N-acetylcysteine had no effect on highly palatable food CPP. Mice were conditioned with either standard chow or highly palatable food for 4 days. A robust CPP was observed in palatable food-conditioned mice pre-treated with the N-acetylcysteine vehicle (saline, 10 ml/kg, i.p.). No effect of N-acetylcysteine at 5 and 60 mg/kg, i.p. was found on the expression of CPP for highly palatable food. Time spent in the highly palatable food- vs. standard chow-paired chambers was measured, and the preference score expressed as time spent in the nicotine-paired chamber post-conditioning minus time spent in the nicotine-paired chamber pre-conditioning Asterisk denotes p < 0.05 from vehicle/standard chow group. Each point represents the mean ± SEM of n = 6–8 mice per group
N-acetylcysteine attenuated physical, but not anxiety-like spontaneous nicotine withdrawal signs
The capacity of N-acetylcysteine to attenuate nicotine-associated withdrawal signs was further evaluated with measures of spontaneous withdrawal that encompassed behaviors associated with both affective (anxiety-related behavior) and physical (somatic and hyperalgesia) withdrawal signs.
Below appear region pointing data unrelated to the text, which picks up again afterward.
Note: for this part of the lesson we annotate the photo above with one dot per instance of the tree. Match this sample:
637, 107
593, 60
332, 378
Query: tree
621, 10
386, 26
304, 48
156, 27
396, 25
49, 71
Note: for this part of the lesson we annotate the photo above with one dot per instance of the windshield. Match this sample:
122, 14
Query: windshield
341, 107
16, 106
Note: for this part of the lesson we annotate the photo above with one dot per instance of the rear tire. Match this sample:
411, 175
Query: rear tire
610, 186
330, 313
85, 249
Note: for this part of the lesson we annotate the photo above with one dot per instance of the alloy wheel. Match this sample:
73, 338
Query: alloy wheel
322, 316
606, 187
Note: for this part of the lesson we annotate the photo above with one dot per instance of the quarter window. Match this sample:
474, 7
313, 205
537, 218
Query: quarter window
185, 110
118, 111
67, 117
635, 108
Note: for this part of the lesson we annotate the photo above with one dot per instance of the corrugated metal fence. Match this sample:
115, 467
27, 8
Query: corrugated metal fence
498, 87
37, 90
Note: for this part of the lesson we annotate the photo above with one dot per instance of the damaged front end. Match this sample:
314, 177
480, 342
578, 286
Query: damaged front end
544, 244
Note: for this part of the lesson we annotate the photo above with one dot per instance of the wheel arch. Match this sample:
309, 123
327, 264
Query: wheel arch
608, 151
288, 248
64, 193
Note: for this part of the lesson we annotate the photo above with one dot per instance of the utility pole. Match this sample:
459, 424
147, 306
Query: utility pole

Both affective and physical withdrawal signs were observed following continuous nicotine treatment (Fig. 3), as measured by decreased time spent in the open arms of the elevated plus maze, increased somatic signs, and increased hyperalgesia (decreased response latency in the hotplate assay). However, no effect of N-acetylcysteine (15–120 mg/kg, i.p.) was observed on anxiety-like behavior, as measured by the elevated plus maze (p > 0.05, Fig. 3a). Moreover, none of these N-acetylcysteine doses affected total crosses between arms (Table 1) despite evaluation of doses two times higher than what was effective in the conditioned place preference assay. The arm crossing data suggest that the lack of effect of N-acetylcysteine on anxiety-like behavior was not due to motoric affects. In contrast, a two-way ANOVA followed by the Neuman-Keuls test indicated that there was a dose-related decrease in both the number of somatic withdrawal signs (Fig. 3b, [F (7, 35) = 26.36; p < 0.0001]) and hyperalgesia (Fig. 3c, [F (7, 35) = 8.917; p < 0.0001]) following N-acetylcysteine treatment, with the dose of 120 mg/kg, i.p. N-acetylcysteine completely reversing these measures. Importantly, the 120 mg/kg dose of N-acetylcysteine did not alter any of these behaviors in mice that were continuously treated with saline instead of nicotine.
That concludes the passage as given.